Storage and Reheating

Store cooled muffins in an airtight container at room temperature for up to 4 days. Line the container with a paper towel to absorb any residual moisture from the zucchini.

For longer storage, freeze muffins individually on a baking sheet until solid, then transfer to a zip-lock freezer bag. They keep well for up to 3 months at -18 C / 0 F.

To reheat from frozen, microwave one muffin on high for 45 to 60 seconds or thaw overnight in the fridge. The texture holds up well either way.

Serving Suggestions

These work as a standalone breakfast paired with a cup of black coffee or a flat white. For more staying power, add a smear of almond butter on top – the fat and extra protein round out the meal.

As a post-workout snack, serve two muffins with a small container of cottage cheese on the side. That combination hits close to 30 grams of protein without much effort.

For brunch, arrange them on a board alongside fresh fruit and a bowl of Greek yogurt with honey. They hold their shape well at room temperature for a couple of hours, so they travel and plate easily.

Two zucchini protein muffins on a plate, one spread with almond butter, served beside a glass of cold brew coffee

FAQ

Why are my zucchini protein muffins dense and gummy instead of fluffy?

The most common cause is too much moisture from the zucchini. Squeeze the grated zucchini in a kitchen towel until no liquid drips out before adding it to the batter. Overmixing is the second culprit – stir only until the flour disappears.

Can I use casein or plant-based protein powder instead of whey in these muffins?

Yes, but casein absorbs more liquid, so add an extra 2 tablespoons of Greek yogurt to keep the batter from getting too stiff. Plant-based blends (pea or rice protein) work similarly – the crumb comes out slightly denser but still moist.

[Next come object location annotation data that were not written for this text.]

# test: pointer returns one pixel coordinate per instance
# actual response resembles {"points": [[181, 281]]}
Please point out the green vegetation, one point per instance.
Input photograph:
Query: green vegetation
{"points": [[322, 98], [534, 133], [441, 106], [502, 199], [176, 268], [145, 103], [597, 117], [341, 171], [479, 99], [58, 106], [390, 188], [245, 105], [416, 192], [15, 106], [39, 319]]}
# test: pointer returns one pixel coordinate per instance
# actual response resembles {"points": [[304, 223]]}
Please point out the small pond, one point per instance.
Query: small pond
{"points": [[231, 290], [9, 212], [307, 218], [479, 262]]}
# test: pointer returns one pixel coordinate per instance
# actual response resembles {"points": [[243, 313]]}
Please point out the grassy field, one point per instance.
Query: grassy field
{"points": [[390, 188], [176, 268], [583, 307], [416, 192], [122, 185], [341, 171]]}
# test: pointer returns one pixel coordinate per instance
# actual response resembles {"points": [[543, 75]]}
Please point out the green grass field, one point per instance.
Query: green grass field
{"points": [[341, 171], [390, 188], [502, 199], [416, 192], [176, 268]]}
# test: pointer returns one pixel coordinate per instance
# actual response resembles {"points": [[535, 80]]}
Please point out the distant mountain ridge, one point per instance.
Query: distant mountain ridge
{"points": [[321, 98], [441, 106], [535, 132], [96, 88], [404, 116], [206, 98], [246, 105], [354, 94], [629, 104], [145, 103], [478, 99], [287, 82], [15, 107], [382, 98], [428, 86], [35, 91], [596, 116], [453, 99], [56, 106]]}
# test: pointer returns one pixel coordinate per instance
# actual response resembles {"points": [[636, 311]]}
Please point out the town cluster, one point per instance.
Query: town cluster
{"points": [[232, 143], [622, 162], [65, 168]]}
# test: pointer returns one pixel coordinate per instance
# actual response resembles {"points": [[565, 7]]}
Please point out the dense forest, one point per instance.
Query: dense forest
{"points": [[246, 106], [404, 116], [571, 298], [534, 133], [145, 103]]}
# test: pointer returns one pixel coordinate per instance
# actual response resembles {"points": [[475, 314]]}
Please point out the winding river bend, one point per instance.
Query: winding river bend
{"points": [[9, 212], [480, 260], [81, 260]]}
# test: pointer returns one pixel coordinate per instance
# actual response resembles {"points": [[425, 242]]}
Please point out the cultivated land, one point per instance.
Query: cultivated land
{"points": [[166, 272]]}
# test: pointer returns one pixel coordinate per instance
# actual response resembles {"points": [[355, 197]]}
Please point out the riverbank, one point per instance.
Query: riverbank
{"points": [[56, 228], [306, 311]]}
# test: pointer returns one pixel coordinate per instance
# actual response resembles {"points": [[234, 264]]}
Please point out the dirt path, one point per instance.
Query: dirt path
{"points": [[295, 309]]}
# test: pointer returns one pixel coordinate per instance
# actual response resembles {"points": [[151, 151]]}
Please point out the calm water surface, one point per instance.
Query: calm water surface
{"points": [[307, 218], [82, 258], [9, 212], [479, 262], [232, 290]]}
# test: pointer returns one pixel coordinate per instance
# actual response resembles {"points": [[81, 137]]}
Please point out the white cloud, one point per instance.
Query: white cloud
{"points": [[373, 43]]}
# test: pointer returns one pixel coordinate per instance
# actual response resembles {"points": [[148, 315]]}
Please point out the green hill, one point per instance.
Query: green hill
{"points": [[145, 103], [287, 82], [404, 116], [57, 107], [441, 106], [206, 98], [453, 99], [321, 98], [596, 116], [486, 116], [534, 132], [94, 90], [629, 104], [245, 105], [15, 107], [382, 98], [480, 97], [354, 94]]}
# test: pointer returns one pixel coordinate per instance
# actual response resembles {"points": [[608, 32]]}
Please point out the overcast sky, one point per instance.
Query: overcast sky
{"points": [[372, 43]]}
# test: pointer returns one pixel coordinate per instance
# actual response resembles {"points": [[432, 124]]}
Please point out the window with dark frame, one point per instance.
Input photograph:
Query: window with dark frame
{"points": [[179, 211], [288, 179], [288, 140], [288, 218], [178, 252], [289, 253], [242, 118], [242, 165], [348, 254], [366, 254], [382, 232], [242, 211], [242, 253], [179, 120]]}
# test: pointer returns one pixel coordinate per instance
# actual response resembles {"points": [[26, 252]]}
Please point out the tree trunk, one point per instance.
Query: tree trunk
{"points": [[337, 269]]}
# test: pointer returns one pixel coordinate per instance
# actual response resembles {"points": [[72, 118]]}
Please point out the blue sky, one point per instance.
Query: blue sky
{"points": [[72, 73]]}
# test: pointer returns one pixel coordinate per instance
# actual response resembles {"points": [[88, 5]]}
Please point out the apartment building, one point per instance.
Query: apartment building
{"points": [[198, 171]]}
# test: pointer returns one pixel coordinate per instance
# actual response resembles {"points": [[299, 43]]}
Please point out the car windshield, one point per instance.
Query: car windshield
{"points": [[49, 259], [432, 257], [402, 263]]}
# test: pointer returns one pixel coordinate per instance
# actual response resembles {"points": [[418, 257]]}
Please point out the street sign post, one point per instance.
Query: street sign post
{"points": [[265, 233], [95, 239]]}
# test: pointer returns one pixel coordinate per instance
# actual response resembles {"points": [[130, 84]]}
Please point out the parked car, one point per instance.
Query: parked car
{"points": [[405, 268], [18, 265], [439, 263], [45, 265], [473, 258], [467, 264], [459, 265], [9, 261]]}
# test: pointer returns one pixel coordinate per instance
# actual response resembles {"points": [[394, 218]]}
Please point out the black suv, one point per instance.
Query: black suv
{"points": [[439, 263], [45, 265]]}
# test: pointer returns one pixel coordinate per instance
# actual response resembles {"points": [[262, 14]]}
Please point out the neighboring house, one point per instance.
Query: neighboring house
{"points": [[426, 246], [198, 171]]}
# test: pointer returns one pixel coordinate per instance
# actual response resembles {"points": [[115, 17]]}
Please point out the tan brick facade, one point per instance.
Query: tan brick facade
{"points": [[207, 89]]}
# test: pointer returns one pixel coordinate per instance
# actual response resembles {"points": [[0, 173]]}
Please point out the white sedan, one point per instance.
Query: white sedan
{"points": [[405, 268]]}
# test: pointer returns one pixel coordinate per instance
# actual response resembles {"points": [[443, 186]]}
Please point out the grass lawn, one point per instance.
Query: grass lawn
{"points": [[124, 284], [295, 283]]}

Can I freeze zucchini protein muffins with the batter already portioned into the tin?

Freezing raw portioned batter is not recommended here because the zucchini releases extra water as it thaws, which upsets the batter ratios. Bake the full batch first, then freeze the cooled muffins individually.

What goes well with these zucchini protein muffins for a high-protein breakfast?

A smear of almond butter or peanut butter on a warm muffin adds healthy fat and pushes the protein higher. Pair two muffins with a small bowl of cottage cheese or a hard-boiled egg for a breakfast that holds through a long morning.

Are zucchini protein muffins gluten-free?

This recipe uses whole wheat flour, so it contains gluten. Swap it 1:1 with a certified gluten-free all-purpose flour blend to make them gluten-free. Check that your protein powder is also certified gluten-free, as some brands process on shared equipment.

How do I know when the zucchini protein muffins are fully baked?

Insert a toothpick into the center of a muffin at the 20-minute mark – it should come out clean or with a dry crumb, not wet batter. The tops should be set and spring back lightly when pressed; a shiny or sunken top means they need another 3 to 5 minutes.